Some recipes (pastry etc) request you “cut in very cold butter” with your fingers, a knife, a pastry blender or even a food processor. I don’t own a food processor and don’t like the idea of my fingers squishing into the flour and butter. Using a knife(s) and cutting the butter into smaller pieces takes so long. My pastry blender is cheap and works but I often have to stop and knock the butter off of it so it can be made into small pieces in the bowl.
A food processor (so I have been told) is certainly quick and easy but alas, you can over process the butter in seconds (yes that fast) making the butter pieces too small and overworked which might be okay for cookies instead of pastry (but when have you ever had to cut in butter for a cookie recipe?). Fear not – an easy solution and if I can do it (your average kitchen cook) then so can you. If you are better organized than me putting the quantity of butter you are going to work with into the freezer for at least 20 minutes is even better.

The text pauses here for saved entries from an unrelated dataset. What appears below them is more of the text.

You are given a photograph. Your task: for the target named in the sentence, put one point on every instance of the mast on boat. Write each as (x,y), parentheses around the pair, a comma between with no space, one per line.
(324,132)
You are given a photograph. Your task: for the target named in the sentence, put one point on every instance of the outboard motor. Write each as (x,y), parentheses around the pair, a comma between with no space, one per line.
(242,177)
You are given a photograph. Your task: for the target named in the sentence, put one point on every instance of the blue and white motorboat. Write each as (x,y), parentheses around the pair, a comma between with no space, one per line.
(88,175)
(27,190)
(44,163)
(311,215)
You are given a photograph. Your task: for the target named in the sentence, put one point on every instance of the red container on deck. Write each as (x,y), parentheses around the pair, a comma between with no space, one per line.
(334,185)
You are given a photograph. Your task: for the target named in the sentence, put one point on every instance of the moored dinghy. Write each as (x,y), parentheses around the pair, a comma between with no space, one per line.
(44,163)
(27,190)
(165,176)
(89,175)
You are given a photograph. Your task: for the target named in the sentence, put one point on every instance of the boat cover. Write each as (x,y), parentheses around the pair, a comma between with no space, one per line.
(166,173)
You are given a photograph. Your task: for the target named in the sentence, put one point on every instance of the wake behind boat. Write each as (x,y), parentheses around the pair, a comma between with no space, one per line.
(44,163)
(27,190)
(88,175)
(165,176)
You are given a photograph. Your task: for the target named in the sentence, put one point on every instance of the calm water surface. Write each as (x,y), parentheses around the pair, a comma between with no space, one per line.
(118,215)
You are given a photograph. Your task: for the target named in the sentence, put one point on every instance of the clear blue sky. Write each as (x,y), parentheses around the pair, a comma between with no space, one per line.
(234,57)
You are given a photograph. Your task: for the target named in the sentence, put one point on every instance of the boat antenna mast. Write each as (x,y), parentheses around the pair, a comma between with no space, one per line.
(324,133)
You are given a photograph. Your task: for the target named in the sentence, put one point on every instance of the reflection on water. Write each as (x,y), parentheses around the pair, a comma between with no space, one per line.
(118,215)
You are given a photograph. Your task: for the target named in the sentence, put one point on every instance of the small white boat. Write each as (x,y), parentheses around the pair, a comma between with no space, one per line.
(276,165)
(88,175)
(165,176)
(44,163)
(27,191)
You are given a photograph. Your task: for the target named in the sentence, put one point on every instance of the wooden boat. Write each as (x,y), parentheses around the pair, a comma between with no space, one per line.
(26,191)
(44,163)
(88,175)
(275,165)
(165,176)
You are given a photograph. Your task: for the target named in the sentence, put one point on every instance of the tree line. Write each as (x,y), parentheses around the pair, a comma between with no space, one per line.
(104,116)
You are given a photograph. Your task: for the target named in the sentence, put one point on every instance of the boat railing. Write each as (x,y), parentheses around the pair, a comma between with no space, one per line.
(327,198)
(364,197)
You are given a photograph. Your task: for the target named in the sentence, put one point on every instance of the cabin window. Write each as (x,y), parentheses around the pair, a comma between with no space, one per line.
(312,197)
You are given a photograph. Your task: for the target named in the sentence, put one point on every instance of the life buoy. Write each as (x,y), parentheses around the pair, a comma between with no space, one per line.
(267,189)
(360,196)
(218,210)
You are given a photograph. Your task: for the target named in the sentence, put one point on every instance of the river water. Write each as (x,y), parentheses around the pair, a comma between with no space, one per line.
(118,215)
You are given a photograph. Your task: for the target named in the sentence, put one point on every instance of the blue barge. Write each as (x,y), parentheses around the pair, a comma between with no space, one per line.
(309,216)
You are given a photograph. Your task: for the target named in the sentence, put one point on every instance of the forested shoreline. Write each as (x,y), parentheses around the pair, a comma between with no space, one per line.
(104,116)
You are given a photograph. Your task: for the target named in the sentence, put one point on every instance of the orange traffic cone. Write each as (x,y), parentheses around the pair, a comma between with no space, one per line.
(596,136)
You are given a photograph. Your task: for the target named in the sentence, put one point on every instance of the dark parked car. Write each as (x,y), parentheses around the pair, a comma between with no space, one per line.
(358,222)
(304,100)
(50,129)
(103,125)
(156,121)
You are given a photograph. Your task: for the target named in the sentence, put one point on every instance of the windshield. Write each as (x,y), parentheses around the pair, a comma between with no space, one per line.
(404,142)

You GRATE your butter! That’s right – perfect similar sizes of butter for your recipe every time. Of course, the butter needs to be either cold or frozen. Start grating it immediately from the fridge because you don’t want it to warm up. Grip it and place the butter between with the SAFEGRATE™. Sometimes it can get slippery for your fingers with the butter if you have a lot so make sure your fingers and the SAFEGRATE™ are dry before you start. Placing a bit of paper towels underneath your fingers holding the SAFEGRATE™ is even better. Once the butter is in between the SAFEGRATE™, grate away. It works great and of course protects and shields your fingers that can come dangerously close to the sharp grater tines. Like the looks of the grater? I call it the “TwoGRATE”. Keep posted. If you are using a box grater, lightly toss the fluffy grated butter into your flour with a fork or into what your recipe calls for. This results in perfect “butter” crumbs in moments!